Storage and Recovery
Requests are serialized and written out to a file when they are received. Upon completion, the request is updated and marked complete if it is to be retained (the option exists to remove a request immediately upon completion, and can be selected for successful, failed or both for any given request). Request and job information is otherwise stored in memory. When the service fails or goes down, an attempt will be made to replay incomplete requests upon restart. Since job and request state is not persistent, every such request is treated as if it were idempotent, and rerun in its entirety; the original queueing order for the incomplete requests (based on timestamp) is, however, preserved. In the future, depending on need/demand, we may review whether to implement finer grained checkpointing.
Job types are defined via an SPI (“Service Provider Interface”) as plugins to the service. Aside from two built-in test jobs which simply list directories using either breadth-first or depth-first tree walks, three plugins to the service are currently provided:
- Pin/Unpin: the pin is issued on behalf of the user. The default lifetime is five minutes (the same as for the NFS dot-command).

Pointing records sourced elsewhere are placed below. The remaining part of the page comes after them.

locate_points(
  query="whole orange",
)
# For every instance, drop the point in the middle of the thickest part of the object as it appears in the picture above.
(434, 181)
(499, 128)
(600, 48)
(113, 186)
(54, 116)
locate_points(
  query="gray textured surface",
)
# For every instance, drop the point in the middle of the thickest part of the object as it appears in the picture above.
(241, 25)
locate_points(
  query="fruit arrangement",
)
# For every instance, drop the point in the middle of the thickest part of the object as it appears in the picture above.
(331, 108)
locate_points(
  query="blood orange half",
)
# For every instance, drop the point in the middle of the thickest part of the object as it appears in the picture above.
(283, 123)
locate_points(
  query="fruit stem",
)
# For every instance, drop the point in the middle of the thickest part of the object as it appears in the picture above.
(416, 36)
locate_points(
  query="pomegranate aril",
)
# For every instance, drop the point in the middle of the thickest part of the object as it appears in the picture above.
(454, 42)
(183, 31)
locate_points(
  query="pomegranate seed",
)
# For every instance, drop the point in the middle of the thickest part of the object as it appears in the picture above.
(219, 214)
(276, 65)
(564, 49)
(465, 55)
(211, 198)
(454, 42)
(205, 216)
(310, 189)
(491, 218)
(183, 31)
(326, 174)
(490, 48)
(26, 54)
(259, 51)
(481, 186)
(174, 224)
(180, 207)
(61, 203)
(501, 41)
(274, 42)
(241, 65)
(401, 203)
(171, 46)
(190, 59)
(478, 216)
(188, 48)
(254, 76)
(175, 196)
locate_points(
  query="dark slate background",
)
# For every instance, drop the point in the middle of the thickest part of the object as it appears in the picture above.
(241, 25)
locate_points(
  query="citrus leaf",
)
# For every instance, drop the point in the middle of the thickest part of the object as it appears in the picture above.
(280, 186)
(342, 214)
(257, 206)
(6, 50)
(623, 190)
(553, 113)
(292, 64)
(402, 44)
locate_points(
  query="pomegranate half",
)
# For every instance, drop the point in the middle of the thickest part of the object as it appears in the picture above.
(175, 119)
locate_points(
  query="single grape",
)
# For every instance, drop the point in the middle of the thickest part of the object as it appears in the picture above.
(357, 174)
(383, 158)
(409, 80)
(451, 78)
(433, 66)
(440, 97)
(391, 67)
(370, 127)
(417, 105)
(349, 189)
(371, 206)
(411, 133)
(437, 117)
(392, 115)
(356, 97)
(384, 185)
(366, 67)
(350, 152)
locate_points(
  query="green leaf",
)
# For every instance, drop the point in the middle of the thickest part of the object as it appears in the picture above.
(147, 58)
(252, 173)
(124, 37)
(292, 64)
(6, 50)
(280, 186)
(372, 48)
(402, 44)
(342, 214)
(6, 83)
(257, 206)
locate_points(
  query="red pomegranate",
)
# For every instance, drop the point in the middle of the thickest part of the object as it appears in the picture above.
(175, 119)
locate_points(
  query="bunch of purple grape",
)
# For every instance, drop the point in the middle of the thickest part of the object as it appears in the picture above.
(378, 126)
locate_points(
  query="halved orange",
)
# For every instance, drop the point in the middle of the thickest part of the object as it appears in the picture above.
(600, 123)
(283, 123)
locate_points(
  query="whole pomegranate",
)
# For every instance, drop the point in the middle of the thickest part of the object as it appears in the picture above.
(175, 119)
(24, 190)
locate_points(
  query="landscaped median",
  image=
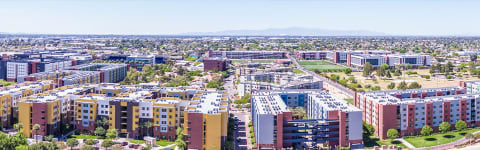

- QoS: for issuing disk-to-tape and tape-to-disk transitions.
- Delete: file deletion, with or without removal of empty directories.
The arguments and defaults for each of these tasks can be inspected via the
admin shell (see below).
New types of jobs require implementing a job class which extends
org.dcache.services.bulk.job.SingleTargetJob as well as a job provider class implementing
org.dcache.services.bulk.job.BulkJobProvider. A job type can receive dCache endpoints to the
poolmonitor by implementing the appropriate -
Aware interface. Every job inherits access to the file path, attributes, and user subject and restriction. This makes it fairly straightforward to add new plugins in the future.
The bulk service comes with a full set of admin shell commands which allow one to list the running jobs and stored requests, to launch and cancel requests, to list the available plugin types and to inspect the arguments used when submitting a request of a particular type.